Town councilor and banker face off in House District 106
FREEPORT — A town councilor and a bank manager will vie to replace the term-limited representative in the state House District 106 election.
Rep. David Webster, D-Freeport, cannot run for re-election after representing Freeport and part of Pownal for four consecutive terms, opening up the race to new candidates.
Democrat Sara Gideon and Republican Jody James, both first-time candidates, are looking to fill the vacancy.
Gideon is vice chairwoman of the Town Council and has worked on various committees and boards, including Freeport Community Services. She also has a background in advertising, and previously worked as an account executive for USA Today. In June, she beat out two other candidates in the Democratic primary to become the party's nominee.
James is the branch manager for Key Bank in Freeport and is a third-generation business operator in the town. He also has worked for now-retiring U.S. Sen. Olympia Snowe.

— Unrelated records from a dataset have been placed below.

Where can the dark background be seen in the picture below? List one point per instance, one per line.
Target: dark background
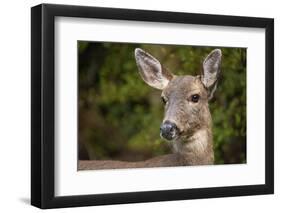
(120, 116)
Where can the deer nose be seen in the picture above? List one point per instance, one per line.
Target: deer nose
(168, 130)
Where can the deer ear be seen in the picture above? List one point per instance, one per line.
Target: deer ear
(151, 71)
(211, 71)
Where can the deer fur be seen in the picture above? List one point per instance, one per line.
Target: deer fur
(187, 123)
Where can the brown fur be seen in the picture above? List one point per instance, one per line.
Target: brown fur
(194, 143)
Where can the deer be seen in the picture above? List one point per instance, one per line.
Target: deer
(187, 122)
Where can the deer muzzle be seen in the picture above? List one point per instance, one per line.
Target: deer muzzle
(169, 130)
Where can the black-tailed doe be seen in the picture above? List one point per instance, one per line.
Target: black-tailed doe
(187, 123)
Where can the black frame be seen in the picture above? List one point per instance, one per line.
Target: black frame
(42, 105)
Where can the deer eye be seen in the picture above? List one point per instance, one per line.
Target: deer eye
(195, 98)
(164, 100)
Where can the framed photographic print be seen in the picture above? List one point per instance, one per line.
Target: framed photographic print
(139, 106)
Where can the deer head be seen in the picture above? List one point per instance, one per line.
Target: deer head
(185, 97)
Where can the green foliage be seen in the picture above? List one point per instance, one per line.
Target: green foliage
(119, 115)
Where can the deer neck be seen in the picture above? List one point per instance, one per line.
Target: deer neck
(197, 148)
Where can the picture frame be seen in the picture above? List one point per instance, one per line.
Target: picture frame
(43, 115)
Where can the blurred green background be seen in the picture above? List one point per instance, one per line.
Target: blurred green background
(120, 116)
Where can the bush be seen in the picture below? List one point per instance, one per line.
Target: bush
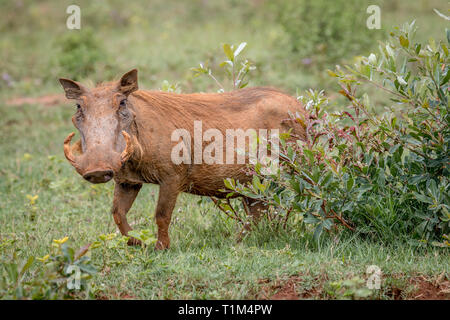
(80, 53)
(383, 176)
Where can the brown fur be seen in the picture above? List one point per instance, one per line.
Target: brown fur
(155, 116)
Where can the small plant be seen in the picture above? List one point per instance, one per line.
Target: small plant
(236, 69)
(61, 274)
(385, 176)
(354, 289)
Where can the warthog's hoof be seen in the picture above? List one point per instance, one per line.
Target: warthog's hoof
(134, 242)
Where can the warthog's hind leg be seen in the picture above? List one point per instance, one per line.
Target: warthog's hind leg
(166, 202)
(124, 196)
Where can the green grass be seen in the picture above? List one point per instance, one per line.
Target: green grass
(205, 261)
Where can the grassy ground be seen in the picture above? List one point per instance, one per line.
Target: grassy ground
(205, 260)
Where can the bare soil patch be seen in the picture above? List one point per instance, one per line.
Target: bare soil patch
(417, 287)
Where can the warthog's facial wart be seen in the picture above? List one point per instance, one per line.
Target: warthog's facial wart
(103, 118)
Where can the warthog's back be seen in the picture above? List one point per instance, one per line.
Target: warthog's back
(159, 114)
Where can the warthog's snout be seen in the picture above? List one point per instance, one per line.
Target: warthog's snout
(98, 176)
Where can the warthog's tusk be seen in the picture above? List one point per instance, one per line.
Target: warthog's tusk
(129, 148)
(68, 150)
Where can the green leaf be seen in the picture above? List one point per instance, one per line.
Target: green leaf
(228, 51)
(404, 42)
(240, 48)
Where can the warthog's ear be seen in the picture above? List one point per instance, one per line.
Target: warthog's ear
(73, 89)
(128, 82)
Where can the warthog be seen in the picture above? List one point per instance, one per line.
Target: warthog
(126, 134)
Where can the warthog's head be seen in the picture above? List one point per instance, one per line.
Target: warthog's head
(103, 117)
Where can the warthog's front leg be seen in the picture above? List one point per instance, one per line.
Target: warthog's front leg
(166, 202)
(124, 195)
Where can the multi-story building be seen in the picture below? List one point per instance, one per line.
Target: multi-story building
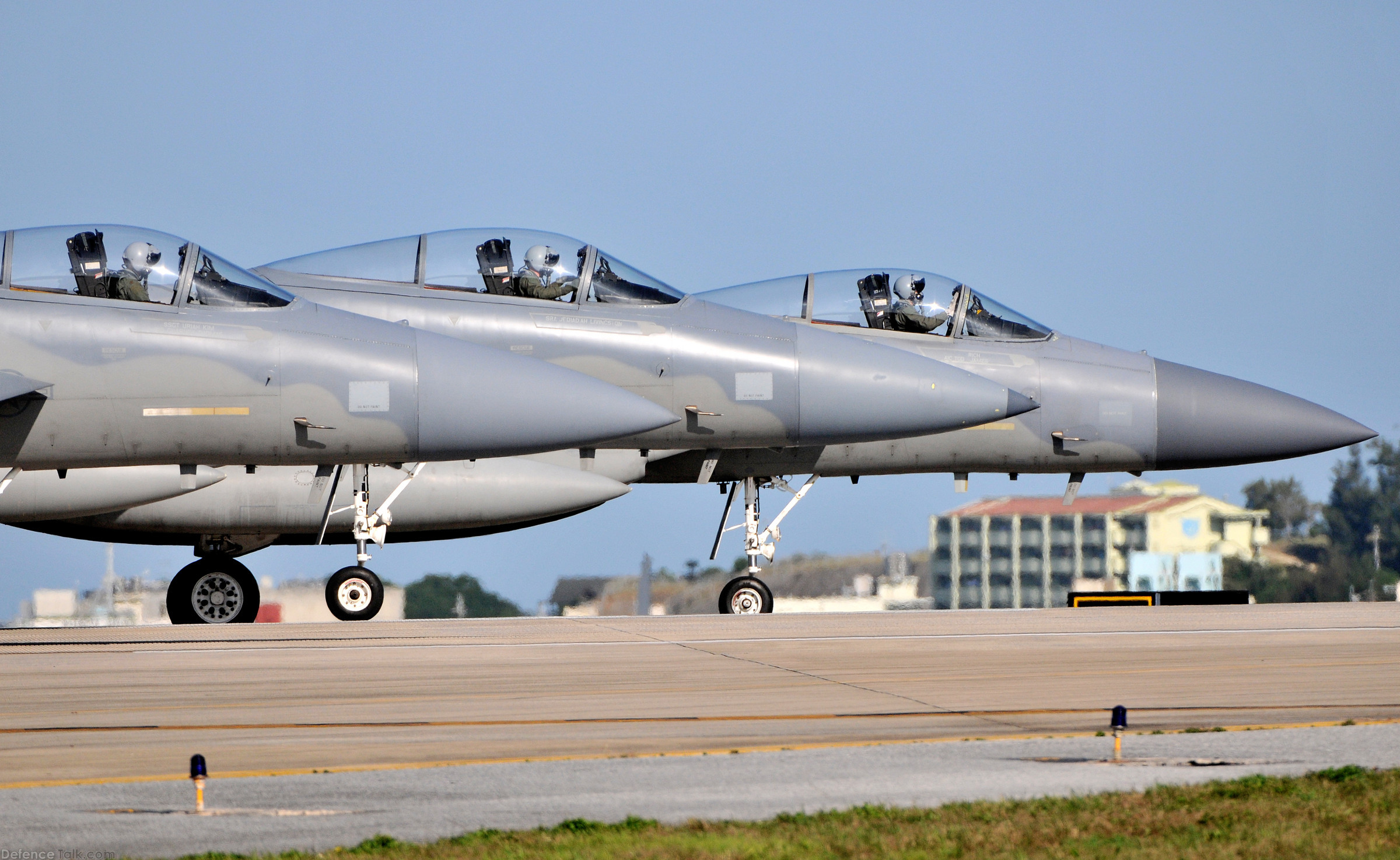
(1032, 551)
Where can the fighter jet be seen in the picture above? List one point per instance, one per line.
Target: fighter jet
(240, 513)
(738, 380)
(1102, 410)
(178, 358)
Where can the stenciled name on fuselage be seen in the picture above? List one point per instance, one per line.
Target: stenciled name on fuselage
(592, 324)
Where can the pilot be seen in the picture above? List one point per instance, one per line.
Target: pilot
(138, 261)
(905, 317)
(533, 281)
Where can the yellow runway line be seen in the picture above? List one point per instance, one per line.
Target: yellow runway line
(699, 719)
(639, 756)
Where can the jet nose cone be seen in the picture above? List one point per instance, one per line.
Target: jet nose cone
(1206, 419)
(1020, 404)
(852, 390)
(477, 401)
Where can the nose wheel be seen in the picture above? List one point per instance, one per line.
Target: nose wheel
(355, 595)
(215, 590)
(746, 596)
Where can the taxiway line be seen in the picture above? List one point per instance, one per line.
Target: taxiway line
(164, 778)
(695, 719)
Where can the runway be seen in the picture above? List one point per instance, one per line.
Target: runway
(134, 704)
(320, 812)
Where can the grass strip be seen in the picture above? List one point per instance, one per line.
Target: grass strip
(1339, 813)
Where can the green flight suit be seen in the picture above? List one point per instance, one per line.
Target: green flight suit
(128, 286)
(530, 285)
(907, 319)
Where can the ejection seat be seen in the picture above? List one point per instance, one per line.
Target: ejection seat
(496, 265)
(89, 258)
(876, 303)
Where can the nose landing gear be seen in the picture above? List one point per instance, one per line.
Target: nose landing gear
(748, 595)
(356, 593)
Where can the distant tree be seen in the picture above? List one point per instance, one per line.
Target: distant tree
(1286, 502)
(443, 596)
(1352, 505)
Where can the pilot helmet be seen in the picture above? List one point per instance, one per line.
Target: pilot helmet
(541, 258)
(909, 288)
(141, 257)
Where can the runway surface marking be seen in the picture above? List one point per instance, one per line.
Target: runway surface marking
(166, 778)
(374, 644)
(1138, 709)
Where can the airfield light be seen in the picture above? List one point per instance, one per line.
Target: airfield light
(198, 772)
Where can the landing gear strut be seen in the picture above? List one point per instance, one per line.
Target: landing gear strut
(356, 593)
(748, 595)
(215, 590)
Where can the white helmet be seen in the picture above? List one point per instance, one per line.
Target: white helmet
(141, 257)
(541, 258)
(909, 288)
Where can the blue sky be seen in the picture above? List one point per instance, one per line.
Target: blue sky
(1216, 184)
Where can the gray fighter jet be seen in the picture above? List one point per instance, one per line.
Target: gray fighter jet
(177, 356)
(1102, 410)
(738, 380)
(235, 513)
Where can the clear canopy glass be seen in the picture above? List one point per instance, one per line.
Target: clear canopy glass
(99, 261)
(387, 260)
(501, 261)
(220, 284)
(838, 299)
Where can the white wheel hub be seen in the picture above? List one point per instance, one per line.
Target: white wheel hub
(355, 595)
(218, 599)
(747, 602)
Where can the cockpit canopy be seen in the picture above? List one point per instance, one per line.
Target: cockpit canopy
(130, 264)
(872, 299)
(499, 261)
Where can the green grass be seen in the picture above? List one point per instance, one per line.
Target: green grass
(1339, 813)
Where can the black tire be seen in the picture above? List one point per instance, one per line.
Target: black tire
(218, 590)
(346, 596)
(746, 596)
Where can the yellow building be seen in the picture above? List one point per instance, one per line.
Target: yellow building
(1037, 550)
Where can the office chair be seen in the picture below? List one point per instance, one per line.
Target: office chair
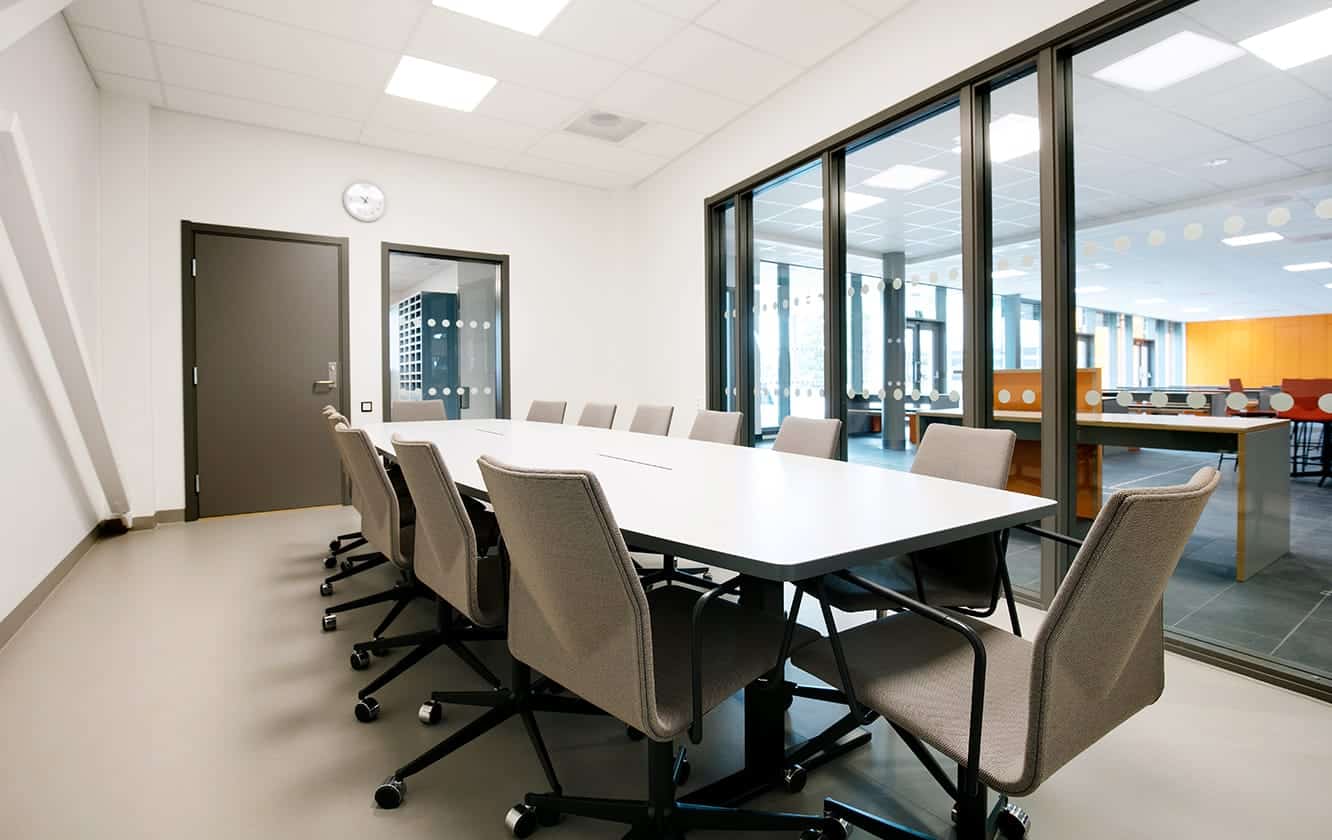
(597, 416)
(807, 435)
(410, 410)
(652, 420)
(580, 615)
(945, 680)
(546, 412)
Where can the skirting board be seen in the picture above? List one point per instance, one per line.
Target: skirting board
(11, 623)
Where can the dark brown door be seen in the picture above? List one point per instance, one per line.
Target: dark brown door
(268, 321)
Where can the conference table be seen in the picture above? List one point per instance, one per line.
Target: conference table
(771, 517)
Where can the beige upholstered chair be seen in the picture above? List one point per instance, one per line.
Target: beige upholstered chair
(597, 416)
(1023, 710)
(580, 615)
(807, 435)
(717, 426)
(546, 412)
(652, 420)
(408, 410)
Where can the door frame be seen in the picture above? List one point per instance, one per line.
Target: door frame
(502, 385)
(189, 356)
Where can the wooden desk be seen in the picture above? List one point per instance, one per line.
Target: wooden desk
(1263, 517)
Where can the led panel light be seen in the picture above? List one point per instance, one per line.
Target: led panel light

James became the new Republican nominee after the initial candidate, Benjamin Martin, dropped out of the race this summer.
James said his approach to Maine's economic development rests on the idea of letting the market play things out, something regulations, taxes and bureaucracy prevent.
"I think we've seen a lot of capital flowing into Maine, but there's a lot red tape for getting access to those funds and getting that capital into hands of entrepreneurs," he said.
"Reducing taxes to keep businesses here and trying to get rid of income tax altogether would create an incentive to get people to want to move to Maine."
People and businesses respond positively to incentives such as tax reductions, which ultimately foster job growth in Maine, he said.
Gideon said she wants focus on future-oriented industries that are viable and compatible for Maine.
"We're really built as an economy on the backbone of small businesses here," she said. "I think that what we really want to do is look at those global industries of the future, like technology, clean energy and information technology, and figure out how can we help our existing small businesses grow into those sectors and help new ones emerge as well."
Gideon points to the tidal turbine launch in Eastport as a model to follow. Creating closer ties with business and education would also be part of her plan to help promote job growth, she said.
Although dependence on the social welfare system has become an "epidemic," James said, he does not think now is the time to start cutting the programs.
"We need these programs, we just don't want it to become a way of life for people," he said. "It's something that needs to be addressed, but it's not realistic until you get the economy turned around."
James said in the meantime, government should create incentives for people "to get back on track and to get off the government dole."
But Gideon said the state does not spend too much on social programs and thinks the focus for reducing poverty should be on education.
"There's been an identification that we're spending too much on welfare, but instead of tackling the real problems, we're simply cutting people off and probably creating more problems," she said.
"We need to make sure we continue to invest in education that is going to help break the cycles of poverty."
Gideon said she would like to see funding restored for early education and to create public pre-kindergarten education across the state.
Alternative energy development in Maine is important to both candidates, but they have fundamental differences on how that development should be encouraged.
Gideon said her first priority in energy is to promote programs that support efficiency and conservation to lower energy costs.
"Before we start thinking about making an alternative plan with alternative energy, we should be looking at how government might be able to help on state and on a federal level," she said.
She said she supports incentives for people to weatherize their homes and would likely support some subsidies for the development of alternative energy sources, but would be careful about how that money was spent.
"I think everything we do needs to be with an eye toward 20 to 25 years in the future, and it has to be done with the strongest environmental foundations laid in place," she said.
Natural gas is an important energy source, she added, but it should not be relied upon too heavily.
James supports all forms of alternative energy, but doesn't support any forms of subsidies.
"We are in the midst of an energy boom in this country and I think we should look at all forms of energy," he said.
"My thinking is that I'm a huge proponent of the free market and what I'm not for is picking winners and losers and subsidizing industries that (the state) prefers."
Natural gas is an energy source with potential, he said.
"I'm a huge proponent of natural gas," James said. "We have an abundance of that in this country. It's a much cleaner fuel source and it's something that we control. We're not held hostage."
Although the process of extracting natural gas by hydraulic fracturing, or "fracking," has been shown to pollute the water and air, James dismisses those claims.
"With natural gas, and where we are in history, I think the jury is still out on fracking," he said.
On Question 1, the referendum about same-sex marriage, the candidates are at opposite poles.
James said he will "certainly vote against it," but thinks same-sex couples should have the same rights as married couples.
"My personal belief is this is between a man and woman," he said. "I wouldn't deny them any benefits or rights that we have for married couples. Who am I to force my views on anyone? It's up to the people to decide."
Gideon said she will vote yes on Question 1.
"I believe all people have the right to marry," she said. "It's pretty much as simple as that."